マフィアの抗争に巻き込まれた農民の慟哭を描く
《公開年》2014《制作国》イタリア
《あらすじ》イタリアの都市ミラノに住む麻薬ディーラーの三男ルイジ(マルコ・レオナルディ)、ルイジと行動を共にし、その金で事業を展開している二男ロッコ(ペピーノ・マッツォッタ)。長男ルチャーノ(ファブリツィオ・フェラカーネ)は弟たちと違い、生まれた地元でヤギの飼育や野菜作りなど堅実で平穏な暮らしをしていた。
三兄弟が生まれ育った南イタリアのカラブリア州はマフィア組織が拠点とする地域で、これまでも抗争が多く、三兄弟の父も三男の目の前で射殺されていた。
ルチャーノの息子レオ(ジュゼッペ・フーモ)は真面目な父親に反発し、ルイジに憧れて悪事をする毎日である。
そのレオが、何かと敵対するファミリーに対し、銃で威嚇する行動に出たことから、抗争の火種がくすぶり始める。

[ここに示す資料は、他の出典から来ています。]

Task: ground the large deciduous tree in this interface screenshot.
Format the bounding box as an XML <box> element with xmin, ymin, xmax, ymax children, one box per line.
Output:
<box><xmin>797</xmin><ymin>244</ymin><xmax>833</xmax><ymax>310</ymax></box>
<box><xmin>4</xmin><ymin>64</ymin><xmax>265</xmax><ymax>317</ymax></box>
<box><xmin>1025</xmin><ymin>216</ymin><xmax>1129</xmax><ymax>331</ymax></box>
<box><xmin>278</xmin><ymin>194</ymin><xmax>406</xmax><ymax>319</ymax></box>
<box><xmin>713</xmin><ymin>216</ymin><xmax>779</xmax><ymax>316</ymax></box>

ルイジが甥っ子レオのしでかした行為に対する落とし前を付けに地元に戻り、逆に敵対組織に射殺され、その仇を討とうと親友二人で出かけたレオだったが、友の裏切りにあい命を落とす。
残る二男ロッコは仲間を集め、いよいよ本格的な抗争に……と思いきや、ルチャーノが思いがけない行動に出る。何と弟ロッコや仲間を射殺してしまう。
海辺では、裏切り者である息子の友人がヤギ追いをしている、その姿でエンド。
《感想》息詰まる緊張のラスト30分の衝撃が凄い。
かつて父親を殺され、今度は弟(三男)と息子を失い、自分の血を呪いながら、いま闘いに臨もうとする二男を射殺する、その決断に至る心理描写が重く、切ない。

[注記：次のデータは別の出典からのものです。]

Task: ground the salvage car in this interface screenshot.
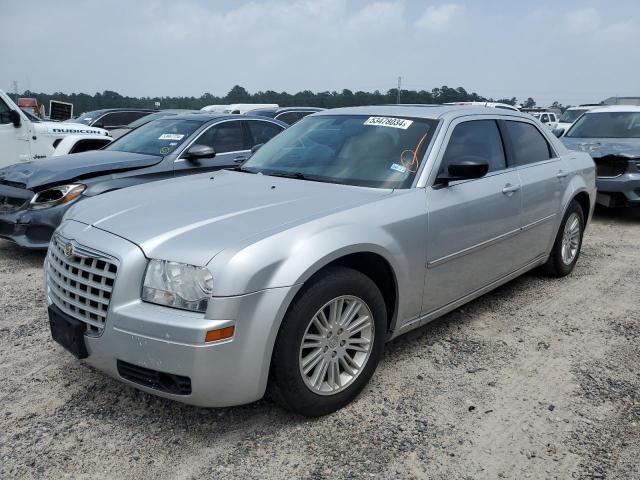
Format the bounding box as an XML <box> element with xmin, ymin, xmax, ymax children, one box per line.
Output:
<box><xmin>561</xmin><ymin>105</ymin><xmax>640</xmax><ymax>207</ymax></box>
<box><xmin>45</xmin><ymin>106</ymin><xmax>595</xmax><ymax>416</ymax></box>
<box><xmin>0</xmin><ymin>90</ymin><xmax>112</xmax><ymax>169</ymax></box>
<box><xmin>0</xmin><ymin>113</ymin><xmax>287</xmax><ymax>249</ymax></box>
<box><xmin>553</xmin><ymin>105</ymin><xmax>595</xmax><ymax>137</ymax></box>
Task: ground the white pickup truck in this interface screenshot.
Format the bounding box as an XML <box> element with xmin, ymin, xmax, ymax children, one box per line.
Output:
<box><xmin>0</xmin><ymin>90</ymin><xmax>113</xmax><ymax>167</ymax></box>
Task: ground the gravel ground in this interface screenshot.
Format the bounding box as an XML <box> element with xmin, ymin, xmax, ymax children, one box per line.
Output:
<box><xmin>0</xmin><ymin>210</ymin><xmax>640</xmax><ymax>479</ymax></box>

跡取り息子を失った絶望と、平和な暮らしを奪ったマフィアそのものへの怒り……その自暴自棄のはけ口は、弟やその仲間に向けられる。
やられたらやり返す、マフィア同士の争いはどちらかがつぶれない限り終わることはなく、平和な家庭は壊され、裏切りは続く。自分たちの組織が無くなれば争いも消える、それが苦渋の末に至った結論だった。
組織間の抗争という無限ループから抜け出したい思いと、家族を失ったその怒りの矛先が身内に向かってしまうやり切れなさが、この冷酷非情な銃撃によって、彼の慟哭であるかのように伝わってくる。
マフィア同士の抗争を描きながら、何よりも平和を望む農民目線を崩さない描き方をしていて、それがラストのメッセージにつながっている。
しかしながら、クライマックスに至るまでの展開が地味過ぎる上に、すぐには登場人物の関係性や、ファミリーの背景が呑み込めないので、かなり辛抱を強いられる映画である。
渋く暗く重い、一般受けしそうにないが、観終わってみると凄い人間ドラマであることを実感する。